The effect of the pandemic-related economic stimulus was to put money into our pockets. And what do American’s do when we have money? We spend it, of course. If you own a home and have checked your Zillow estimate, you will see that real estate is another area that has benefitted from the Federal stimulus programs.  And consumer spending is pushing higher and not just for goods but now into consumer services like restaurants and hotels, resulting in price inflation and shortages all over the place. Commodity prices have been in a long-term downtrend going back to 2008, but we should be aware that things may be changing now.

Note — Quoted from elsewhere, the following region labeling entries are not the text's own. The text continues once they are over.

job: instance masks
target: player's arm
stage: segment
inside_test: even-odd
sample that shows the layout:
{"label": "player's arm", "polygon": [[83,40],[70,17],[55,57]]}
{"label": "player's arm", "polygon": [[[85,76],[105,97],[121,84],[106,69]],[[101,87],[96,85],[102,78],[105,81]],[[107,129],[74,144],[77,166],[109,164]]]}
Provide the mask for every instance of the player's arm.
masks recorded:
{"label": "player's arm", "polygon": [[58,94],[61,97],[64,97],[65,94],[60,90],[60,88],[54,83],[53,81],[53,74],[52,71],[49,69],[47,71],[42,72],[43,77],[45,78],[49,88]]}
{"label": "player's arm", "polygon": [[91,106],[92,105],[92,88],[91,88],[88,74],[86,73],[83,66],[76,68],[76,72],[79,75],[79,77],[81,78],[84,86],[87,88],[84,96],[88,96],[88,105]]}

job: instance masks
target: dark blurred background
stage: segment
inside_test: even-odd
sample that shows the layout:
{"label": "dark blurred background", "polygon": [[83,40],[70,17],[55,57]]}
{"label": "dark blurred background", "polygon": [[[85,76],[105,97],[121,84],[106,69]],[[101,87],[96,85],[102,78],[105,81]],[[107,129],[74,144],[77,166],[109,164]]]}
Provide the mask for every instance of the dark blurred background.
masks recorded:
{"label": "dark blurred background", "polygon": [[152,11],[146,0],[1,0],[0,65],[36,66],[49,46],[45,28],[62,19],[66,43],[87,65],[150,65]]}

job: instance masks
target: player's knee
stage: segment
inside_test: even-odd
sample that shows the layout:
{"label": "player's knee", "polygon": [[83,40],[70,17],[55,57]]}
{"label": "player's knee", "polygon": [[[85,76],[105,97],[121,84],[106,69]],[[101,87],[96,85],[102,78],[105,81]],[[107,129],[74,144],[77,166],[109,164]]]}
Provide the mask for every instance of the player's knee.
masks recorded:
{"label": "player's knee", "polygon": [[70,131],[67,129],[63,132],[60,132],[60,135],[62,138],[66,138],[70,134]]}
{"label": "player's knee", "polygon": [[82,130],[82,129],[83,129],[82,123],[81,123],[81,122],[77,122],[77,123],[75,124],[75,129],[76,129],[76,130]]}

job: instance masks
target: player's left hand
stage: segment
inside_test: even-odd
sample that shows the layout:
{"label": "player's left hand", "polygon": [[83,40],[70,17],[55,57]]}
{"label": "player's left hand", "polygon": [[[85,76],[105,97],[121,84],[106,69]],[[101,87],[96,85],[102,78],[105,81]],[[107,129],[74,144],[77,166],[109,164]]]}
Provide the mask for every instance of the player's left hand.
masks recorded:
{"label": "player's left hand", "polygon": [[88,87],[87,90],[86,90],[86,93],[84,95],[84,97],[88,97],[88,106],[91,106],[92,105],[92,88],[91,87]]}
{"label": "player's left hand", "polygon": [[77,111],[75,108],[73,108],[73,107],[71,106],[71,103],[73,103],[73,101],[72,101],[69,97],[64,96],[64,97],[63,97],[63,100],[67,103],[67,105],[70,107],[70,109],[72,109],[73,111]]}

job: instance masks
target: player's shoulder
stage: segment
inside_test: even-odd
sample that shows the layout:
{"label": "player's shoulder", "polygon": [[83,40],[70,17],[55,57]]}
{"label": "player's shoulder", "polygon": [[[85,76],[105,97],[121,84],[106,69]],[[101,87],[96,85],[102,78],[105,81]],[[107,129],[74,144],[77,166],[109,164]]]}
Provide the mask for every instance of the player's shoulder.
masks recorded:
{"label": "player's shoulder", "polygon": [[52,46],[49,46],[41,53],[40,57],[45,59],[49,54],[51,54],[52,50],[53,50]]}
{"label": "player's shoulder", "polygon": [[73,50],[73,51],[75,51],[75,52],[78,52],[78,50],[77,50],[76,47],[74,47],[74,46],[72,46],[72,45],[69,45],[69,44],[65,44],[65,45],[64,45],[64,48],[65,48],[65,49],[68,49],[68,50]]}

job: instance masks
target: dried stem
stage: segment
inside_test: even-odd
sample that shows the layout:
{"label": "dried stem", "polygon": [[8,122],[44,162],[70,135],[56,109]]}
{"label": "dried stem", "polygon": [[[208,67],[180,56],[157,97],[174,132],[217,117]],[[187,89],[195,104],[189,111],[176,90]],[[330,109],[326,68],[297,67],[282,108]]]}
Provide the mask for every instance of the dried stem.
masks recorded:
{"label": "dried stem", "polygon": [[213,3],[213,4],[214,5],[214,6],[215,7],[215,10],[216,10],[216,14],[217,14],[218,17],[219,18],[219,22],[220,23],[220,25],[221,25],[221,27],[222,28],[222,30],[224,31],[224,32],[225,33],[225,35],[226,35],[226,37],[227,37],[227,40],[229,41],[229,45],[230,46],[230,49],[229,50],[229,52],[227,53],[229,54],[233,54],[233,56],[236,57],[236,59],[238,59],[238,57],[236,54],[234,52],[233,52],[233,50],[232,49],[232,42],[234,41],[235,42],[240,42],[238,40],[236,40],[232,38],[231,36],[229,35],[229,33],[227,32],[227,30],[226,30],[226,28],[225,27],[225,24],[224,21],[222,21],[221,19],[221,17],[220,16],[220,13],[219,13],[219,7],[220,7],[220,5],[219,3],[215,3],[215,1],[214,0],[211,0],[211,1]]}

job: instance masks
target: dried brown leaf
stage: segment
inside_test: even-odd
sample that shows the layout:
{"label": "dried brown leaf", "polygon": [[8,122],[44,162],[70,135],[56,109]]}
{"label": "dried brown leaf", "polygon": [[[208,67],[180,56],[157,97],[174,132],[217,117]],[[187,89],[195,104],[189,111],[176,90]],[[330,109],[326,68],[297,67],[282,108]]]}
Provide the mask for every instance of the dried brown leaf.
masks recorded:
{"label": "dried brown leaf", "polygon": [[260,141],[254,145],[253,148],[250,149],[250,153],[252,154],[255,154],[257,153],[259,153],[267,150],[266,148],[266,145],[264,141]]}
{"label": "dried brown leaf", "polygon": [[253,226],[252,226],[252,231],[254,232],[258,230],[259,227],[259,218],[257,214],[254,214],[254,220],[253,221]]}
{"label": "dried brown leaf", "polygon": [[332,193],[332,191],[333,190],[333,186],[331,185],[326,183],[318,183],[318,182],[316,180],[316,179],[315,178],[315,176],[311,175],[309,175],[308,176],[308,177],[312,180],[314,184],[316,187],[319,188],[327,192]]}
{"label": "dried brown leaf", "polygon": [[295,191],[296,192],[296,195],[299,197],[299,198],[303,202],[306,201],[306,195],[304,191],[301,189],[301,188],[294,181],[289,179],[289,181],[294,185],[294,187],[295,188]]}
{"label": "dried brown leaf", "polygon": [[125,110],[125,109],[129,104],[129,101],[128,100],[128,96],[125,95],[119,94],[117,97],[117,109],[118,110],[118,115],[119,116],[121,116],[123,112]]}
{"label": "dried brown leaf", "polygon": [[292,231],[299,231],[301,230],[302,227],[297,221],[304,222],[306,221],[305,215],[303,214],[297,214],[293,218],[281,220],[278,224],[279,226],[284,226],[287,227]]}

You may have noticed that grocery shopping costs more, but going out for a meal may soon cost more as well. One reason for this is a shortage of workers. Partially because of Covid, although another reason is current immigration policies preventing many who fill temporary summer jobs at restaurants and resorts to continue to be locked out of the U.S. 

 And, you may have noticed that the prices for other things like lumber, furniture, or auto parts are also costly lately. 


High lumber prices are easing. Here’s what that means for homeowners and homebuyers



JUN 25, 2021

 5:32 AM

Home prices are soaring, pushed higher by a combination of record-low mortgage rates, strong demand from buyers and a lingering lack of new construction.

In 2021, a new factor put pressure on home prices: Month after month, lumber prices jumped to new highs. Lumber costs soared more than 30% from January through May.

However, lumber prices finally are cooling a bit as lumber mills ramp up production to meet the frenzied demand. In June, futures prices for lumber dropped below $1,000, off 45% from their springtime peak.

Even so, the National Association of Home Builders says steep lumber prices still tack thousands of dollars onto the cost of a new home, an unwelcome increase for buyers already struggling to find homes they can afford. The trade group has lobbied President Joe Biden and Congress to end tariffs on Canadian wood sent to the United States.


  The lack of supply problem for many raw materials may have to do with restrictive foreign trade policy and foreign competition; however, the Great Recession was also responsible for shutting down some of our domestic mining and manufacturing capability. The financial crisis in 2008 left us with excess supplies of everything from houses, lumber, copper, and even Christmas trees. We had too much supply following the financial crisis and those excesses put a lot of manufacturing and mining capability into dormancy. Now that demand has recovered, and excess supply has diminished, we are experiencing shortages.

Indeed, if there is a profit to be had, you can bet manufacturing will expand to meet it, but that takes time, and in the meantime, we are stuck with having to pay more for less.